Depuis, les « partenaires laïques » qui ont soutenu le coup d’Etat d’al-Sissi ont connu plus ou moins le même sort. Des milliers de journalistes, bloggeurs et influenceurs ont été arrêtés pour diverses raisons. Des centaines sont partis en exil. Dont le phénomène Bassem Youssef qui, après un an de caricature du président Morsi, n’a vu son émission « Al-Bernameg » clôturée et sa vie menacée que sous al-Sissi.
Toutes les chaînes de télévision communément appelées « privées », dont la ligne éditoriale soutenait al-Sissi lors du coup d’Etat, ont été interdites. Actuellement l’Etat égyptien ne tolère que les médias pro-gouvernementaux. Et c’est le tour aux médias sociaux. Si certains arrivent à esquiver les arrestations en diffusant de l’étranger, les influenceurs égyptiens qui critiquent les problèmes sociaux se retrouvent derrière les barreaux.
Le 8 juin dernier, Rinad Imad, une autre influenceuse, a été condamnée à 3 ans de prison. Trois hommes qui travaillaient pour Mawada al-Adham seraient complices. Et ont écopé de 6 ans d’emprisonnement aussi. En 2019, le footballeur Mohamed Aboutrika a été accusé de terrorisme et condamné par contumace.

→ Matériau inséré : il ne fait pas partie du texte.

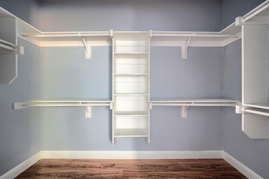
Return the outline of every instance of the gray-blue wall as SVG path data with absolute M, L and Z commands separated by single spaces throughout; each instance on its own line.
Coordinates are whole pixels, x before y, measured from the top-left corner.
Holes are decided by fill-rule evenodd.
M 39 0 L 0 0 L 0 7 L 39 29 Z
M 13 103 L 39 97 L 39 47 L 18 39 L 24 55 L 18 56 L 18 76 L 0 84 L 0 176 L 39 152 L 40 110 L 13 110 Z
M 93 47 L 89 60 L 82 47 L 41 48 L 41 97 L 111 98 L 111 49 Z M 151 98 L 222 98 L 222 48 L 191 47 L 187 59 L 181 59 L 180 49 L 151 48 Z M 187 119 L 180 109 L 153 108 L 149 145 L 144 138 L 122 138 L 114 146 L 108 107 L 93 107 L 90 118 L 82 107 L 42 108 L 41 150 L 222 149 L 222 108 L 190 107 Z
M 241 40 L 224 47 L 224 94 L 241 99 Z M 269 140 L 249 138 L 241 130 L 241 115 L 224 108 L 223 150 L 264 178 L 269 178 Z
M 264 1 L 2 0 L 0 6 L 43 31 L 219 31 Z M 0 175 L 40 150 L 224 149 L 269 177 L 268 140 L 248 138 L 233 108 L 191 107 L 188 118 L 182 119 L 180 107 L 154 107 L 150 144 L 126 138 L 115 146 L 107 107 L 93 107 L 90 118 L 82 108 L 12 110 L 13 102 L 39 97 L 112 95 L 111 47 L 93 47 L 89 60 L 82 47 L 39 48 L 19 42 L 25 54 L 19 56 L 18 77 L 0 84 L 0 161 L 4 162 Z M 151 98 L 240 100 L 240 42 L 224 48 L 190 47 L 187 59 L 181 59 L 179 47 L 151 48 Z
M 234 22 L 266 0 L 222 0 L 223 28 Z
M 42 31 L 219 31 L 221 0 L 43 0 Z

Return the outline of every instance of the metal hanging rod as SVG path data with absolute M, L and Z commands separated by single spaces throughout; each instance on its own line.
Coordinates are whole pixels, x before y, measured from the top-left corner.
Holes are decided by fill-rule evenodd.
M 75 106 L 109 106 L 109 104 L 27 104 L 22 105 L 23 107 L 50 107 Z
M 90 36 L 109 36 L 110 34 L 107 32 L 94 33 L 81 33 L 69 34 L 34 34 L 22 35 L 24 37 L 87 37 Z
M 251 113 L 252 114 L 258 114 L 269 117 L 269 113 L 268 113 L 268 112 L 264 112 L 258 111 L 251 110 L 251 109 L 249 109 L 247 108 L 243 109 L 243 110 L 244 112 L 248 112 L 248 113 Z
M 266 9 L 268 8 L 268 7 L 269 7 L 269 3 L 268 4 L 260 9 L 258 10 L 247 17 L 242 19 L 242 21 L 243 22 L 245 22 L 252 18 L 253 17 L 255 16 L 262 11 L 265 10 Z
M 7 45 L 4 45 L 4 44 L 0 44 L 0 47 L 10 50 L 13 52 L 16 51 L 16 49 L 15 48 L 9 47 L 9 46 L 7 46 Z
M 238 38 L 239 35 L 229 34 L 201 34 L 194 33 L 191 34 L 173 34 L 173 33 L 153 33 L 153 36 L 168 36 L 171 37 L 235 37 Z
M 236 105 L 236 104 L 152 103 L 153 106 L 235 106 Z

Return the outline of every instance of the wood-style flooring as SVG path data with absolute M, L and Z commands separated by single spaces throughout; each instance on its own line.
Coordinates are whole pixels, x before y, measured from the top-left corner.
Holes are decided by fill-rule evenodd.
M 41 159 L 16 178 L 247 178 L 223 159 Z

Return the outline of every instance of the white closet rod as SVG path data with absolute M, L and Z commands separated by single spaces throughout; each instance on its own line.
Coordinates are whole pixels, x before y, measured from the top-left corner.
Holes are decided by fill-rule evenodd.
M 269 7 L 269 3 L 268 4 L 260 9 L 258 10 L 247 17 L 244 18 L 242 20 L 242 21 L 243 22 L 245 22 L 252 18 L 253 17 L 255 16 L 266 9 L 268 8 L 268 7 Z
M 259 115 L 262 115 L 269 117 L 269 113 L 268 112 L 261 112 L 260 111 L 257 111 L 248 109 L 246 108 L 244 108 L 243 109 L 243 111 L 244 112 L 246 112 L 255 114 L 258 114 Z
M 10 50 L 11 51 L 13 51 L 13 52 L 15 52 L 16 51 L 16 49 L 15 48 L 13 48 L 13 47 L 9 47 L 8 46 L 7 46 L 7 45 L 4 45 L 4 44 L 0 44 L 0 47 L 2 47 L 9 50 Z
M 228 34 L 200 34 L 196 33 L 187 34 L 173 34 L 173 33 L 153 33 L 153 36 L 169 36 L 171 37 L 235 37 L 238 38 L 239 35 Z
M 87 37 L 90 36 L 109 36 L 109 33 L 77 33 L 70 34 L 49 34 L 23 35 L 24 37 Z
M 235 104 L 182 104 L 152 103 L 153 106 L 234 106 Z
M 24 104 L 23 107 L 50 107 L 64 106 L 103 106 L 109 104 Z

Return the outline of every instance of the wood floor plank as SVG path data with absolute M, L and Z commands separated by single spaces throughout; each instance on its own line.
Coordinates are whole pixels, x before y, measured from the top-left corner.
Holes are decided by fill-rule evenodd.
M 223 159 L 42 159 L 16 178 L 247 178 Z

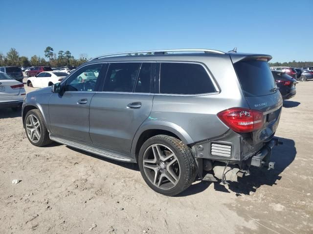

Les responsables de plusieurs ONG ont fui l’Egypte après la mort sous la torture de l’étudiant italien Giulio Regeni. Selon Amnesty International, plus de 43 000 personnes ont été poursuivie ou condamnées pour des raisons politiques durant les mandats d’al-Sissi. 500 personnes ont « disparu » et sont présumées mortes. Human Rights Watch dénonce des chiffres bien plus hauts.